Hi everyone, i need some help 

I want to buy a new laptop for myself & i have a hard time deciding what kind of a Dual processors should i buy Intel or Amd ???
My old desktop computer have a 2.4 Intel processor that is working good for now. 
from what i read they are both good processors so how can i decide ? Does anyone have experience ?


----------



## cellophane (Sep 29, 2009)

in my experiences they are pretty comparable. this gives a good explanation of the differences:

http://wiki.answers.com/Q/What_is_the_difference_between_AMD_and_Intel_processors


----------



## poppameth (Oct 2, 2008)

For quite a while now Intel has had the edge over AMD in technology, but AMD has had the better price point for it's similar technology.
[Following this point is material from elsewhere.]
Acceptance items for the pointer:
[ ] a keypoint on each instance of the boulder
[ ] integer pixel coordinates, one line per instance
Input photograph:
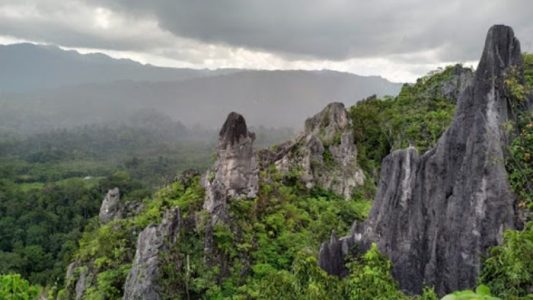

I've built both kinds of systems and I tend to stick with Intel now. My main issues with AMD were not the CPUs themselves but the other hardware that supported them. Intel CPUs with a mobo using Intel chipsets have never given me any problems. AMD CPUs with pretty much any brand of chipset have had spotty performance for me on a frequent basis, no matter how well I try to research the combination before purchase. AMD generally doesn't make their own chipsets though there are a few boards out there with ATI chipsets in them (AMD and ATI are the same company). I've had less issues with these boards than others.


----------



## piste (Oct 7, 2009)

Intel...Core 2 Duo...or up....


----------



## gmhammes (Jan 10, 2010)

Personally, AMD. Nothing against Intel though.


----------